- We recommend setting thread number equal to cpu_cores_number. If your machines have enough memory and cpu cores, use as less machines as possible to reduce network communication.
- If the task contains lots of categorical features, and most of the features are sparse, you can filter the features whose frequency of occurrence is less than "feature.filter_threshold", or provide a custom feature dictionary via setting "model.dict_path" and "model.need_dict".
- If your feature dim is huge, training will procede very slowly. You can use feature hash to reduce dim at a fraction of cost via setting "feature.feature_hash" except for gbdt.
- If the classification task has serious imbalanced dataset,you can set "data.y_sampling" in model configuration to reduce the number of samples. For instance, CTR prediction scene usually has large proportion of negative samples,“y_sampling : [[email protected]]” means that it reserves 10% of negative samples randomly, and those reserved negative samples enlarge 10x weight as compensation.
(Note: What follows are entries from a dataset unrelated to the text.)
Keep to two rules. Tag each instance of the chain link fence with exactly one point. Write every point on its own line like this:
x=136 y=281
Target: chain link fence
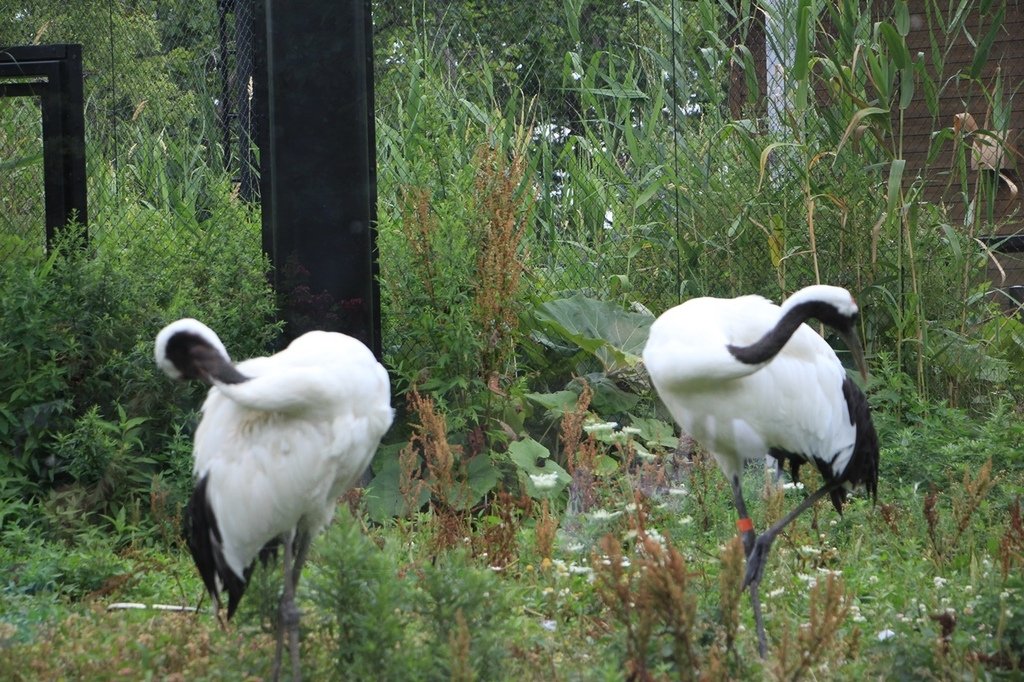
x=168 y=130
x=670 y=154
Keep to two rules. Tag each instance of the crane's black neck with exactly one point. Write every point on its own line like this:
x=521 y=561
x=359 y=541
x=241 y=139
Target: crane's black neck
x=196 y=358
x=768 y=345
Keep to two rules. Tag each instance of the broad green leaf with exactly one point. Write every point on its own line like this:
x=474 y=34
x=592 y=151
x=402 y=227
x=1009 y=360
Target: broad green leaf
x=556 y=403
x=654 y=432
x=614 y=336
x=895 y=182
x=855 y=120
x=897 y=45
x=801 y=65
x=901 y=16
x=535 y=464
x=384 y=499
x=481 y=477
x=609 y=398
x=764 y=158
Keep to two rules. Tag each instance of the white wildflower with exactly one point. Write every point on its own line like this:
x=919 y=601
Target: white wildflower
x=597 y=428
x=603 y=515
x=545 y=481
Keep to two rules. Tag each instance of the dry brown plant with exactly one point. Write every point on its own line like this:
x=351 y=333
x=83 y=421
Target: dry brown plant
x=653 y=595
x=730 y=588
x=459 y=643
x=816 y=642
x=544 y=531
x=418 y=225
x=505 y=210
x=1012 y=543
x=570 y=433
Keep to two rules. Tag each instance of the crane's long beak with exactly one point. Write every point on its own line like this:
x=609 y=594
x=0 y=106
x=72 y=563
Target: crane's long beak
x=853 y=343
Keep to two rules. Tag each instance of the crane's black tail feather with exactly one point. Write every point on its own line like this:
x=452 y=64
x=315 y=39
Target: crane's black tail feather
x=203 y=537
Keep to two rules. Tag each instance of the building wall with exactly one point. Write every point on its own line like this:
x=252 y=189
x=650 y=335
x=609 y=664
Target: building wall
x=958 y=96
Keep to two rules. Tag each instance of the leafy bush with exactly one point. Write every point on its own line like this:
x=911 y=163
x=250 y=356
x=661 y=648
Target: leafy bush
x=82 y=401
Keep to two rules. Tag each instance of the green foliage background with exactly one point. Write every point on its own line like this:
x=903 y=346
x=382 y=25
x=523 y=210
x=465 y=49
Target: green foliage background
x=643 y=184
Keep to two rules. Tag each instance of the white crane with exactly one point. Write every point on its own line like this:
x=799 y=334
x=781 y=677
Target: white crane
x=280 y=439
x=745 y=378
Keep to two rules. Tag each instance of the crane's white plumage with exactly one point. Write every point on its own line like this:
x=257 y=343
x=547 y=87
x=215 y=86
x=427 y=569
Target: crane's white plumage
x=280 y=439
x=740 y=411
x=747 y=378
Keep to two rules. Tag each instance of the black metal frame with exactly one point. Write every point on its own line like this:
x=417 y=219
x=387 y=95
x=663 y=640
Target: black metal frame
x=53 y=73
x=313 y=100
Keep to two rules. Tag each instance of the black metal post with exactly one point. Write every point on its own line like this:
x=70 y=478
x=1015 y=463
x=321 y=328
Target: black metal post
x=317 y=179
x=55 y=75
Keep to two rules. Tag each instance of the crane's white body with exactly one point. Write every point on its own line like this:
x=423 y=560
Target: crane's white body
x=280 y=449
x=738 y=412
x=281 y=438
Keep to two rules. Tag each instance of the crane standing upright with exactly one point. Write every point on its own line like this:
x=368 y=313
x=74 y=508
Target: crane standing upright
x=280 y=439
x=745 y=378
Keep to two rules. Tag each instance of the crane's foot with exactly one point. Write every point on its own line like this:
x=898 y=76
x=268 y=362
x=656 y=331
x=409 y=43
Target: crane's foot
x=757 y=558
x=759 y=621
x=288 y=622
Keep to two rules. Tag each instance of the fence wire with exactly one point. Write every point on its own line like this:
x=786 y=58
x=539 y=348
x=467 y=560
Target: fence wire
x=648 y=122
x=168 y=130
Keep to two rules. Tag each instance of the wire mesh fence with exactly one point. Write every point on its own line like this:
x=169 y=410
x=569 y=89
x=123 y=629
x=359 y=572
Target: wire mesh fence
x=672 y=152
x=166 y=101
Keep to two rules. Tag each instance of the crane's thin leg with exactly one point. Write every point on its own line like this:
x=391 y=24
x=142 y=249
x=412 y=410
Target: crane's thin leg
x=300 y=546
x=756 y=560
x=288 y=614
x=745 y=526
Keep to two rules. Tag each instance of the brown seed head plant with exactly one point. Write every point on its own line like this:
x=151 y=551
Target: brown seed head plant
x=429 y=439
x=1012 y=543
x=504 y=204
x=652 y=597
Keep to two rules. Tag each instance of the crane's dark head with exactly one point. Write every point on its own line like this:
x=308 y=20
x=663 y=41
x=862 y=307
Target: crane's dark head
x=835 y=307
x=189 y=349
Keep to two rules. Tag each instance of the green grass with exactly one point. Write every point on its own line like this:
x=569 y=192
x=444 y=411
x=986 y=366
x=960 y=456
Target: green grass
x=388 y=601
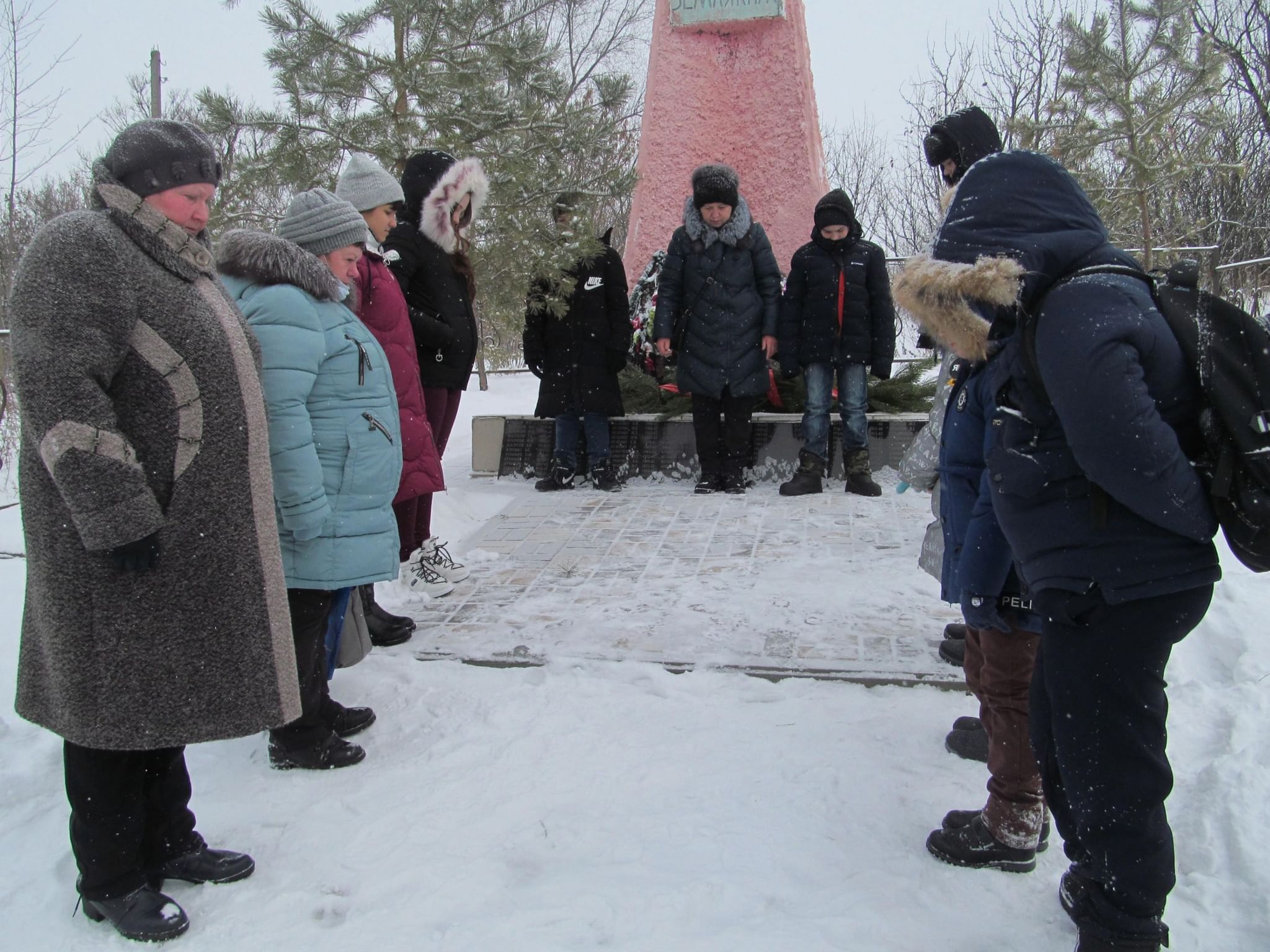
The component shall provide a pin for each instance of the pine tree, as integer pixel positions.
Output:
(530, 87)
(1139, 83)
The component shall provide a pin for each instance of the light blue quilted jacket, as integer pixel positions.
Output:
(334, 432)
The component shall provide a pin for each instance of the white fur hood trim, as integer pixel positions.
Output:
(465, 177)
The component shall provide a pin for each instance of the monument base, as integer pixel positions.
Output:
(651, 446)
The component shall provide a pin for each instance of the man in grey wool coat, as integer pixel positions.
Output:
(156, 609)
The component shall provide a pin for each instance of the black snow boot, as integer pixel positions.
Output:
(203, 865)
(855, 462)
(708, 483)
(385, 627)
(972, 746)
(603, 477)
(143, 915)
(973, 845)
(327, 754)
(559, 478)
(953, 650)
(956, 819)
(808, 477)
- Complex models(fm, ffm, gbst) have more parameters to optimize, so before training complex models, you can use linear model with l1 regularization to perform feature selection, set "model.dict_path" with linear model dict(saved in the same directory with model file).
- In GBDT, If the number features is large, use feature-parallel training. If the number of data is large, use data-parallel training. In mose cases, when you use data-parallel training, the smaller the number of feature bins is, the faster the training process will be, meanwhile, the model will be less accurate.
- The nonlinear ability of models in ytk-learn: gbdt > gbhmlr > gbhsdt > gbmlr > gbsdt > ffm > fm > linear, but use simpler model as much as possible if it meets your need.
- Many learning algorithms(e.g. l1, l2 regularization) assume that features are centered around zero and have variance in the same order, so using feature transformation wil help via setting "feature.transform" except for gbdt.
- Generally speaking, if the feature number is less than 1000, use gbdt as much as possible.
Use "tail -f log/master.log | grep "train loss" and "tail -f log/master.log | grep "test loss" to monitor whether or not your model is overfitting or underfitting. If your model is overfitting, here are some tips for you:
- adding regularization is a powerful method to avoid over-fitting. Ytk-learn provides grid search and hoag two hyperparameter optimization methods except for gbdt. If your model is convex, using hoag can find optimal hyper parameters faster.
- early stopping
- decease "optimisation.line_search.lbfgs.convergence.max_iter" value.
- increase "optimisation.line_search.lbfgs.convergence.eps" value.
- increase regularizations: increase "loss.regularization.l1/l2" value.
- decease model complexity:
- fm/ffm: reduce latent factor size("k").
- gbst
- reduce mixture number("k").
- add randomness to make training robust("subsample", "feature_sample_rate").
- gbdt
- reduce tree max depth("optimization.max_depth").
- decrease maximum leaf count("optimization.max_leaf_cnt").
- increase minimum hessian sum in a leaf("optimization.min_child_hessian_sum").
- increase minimum number of samples to make a split("optimization.min_split_samples").
- add randomness to make training robust("instance_sample_rate", "feature_sample_rate").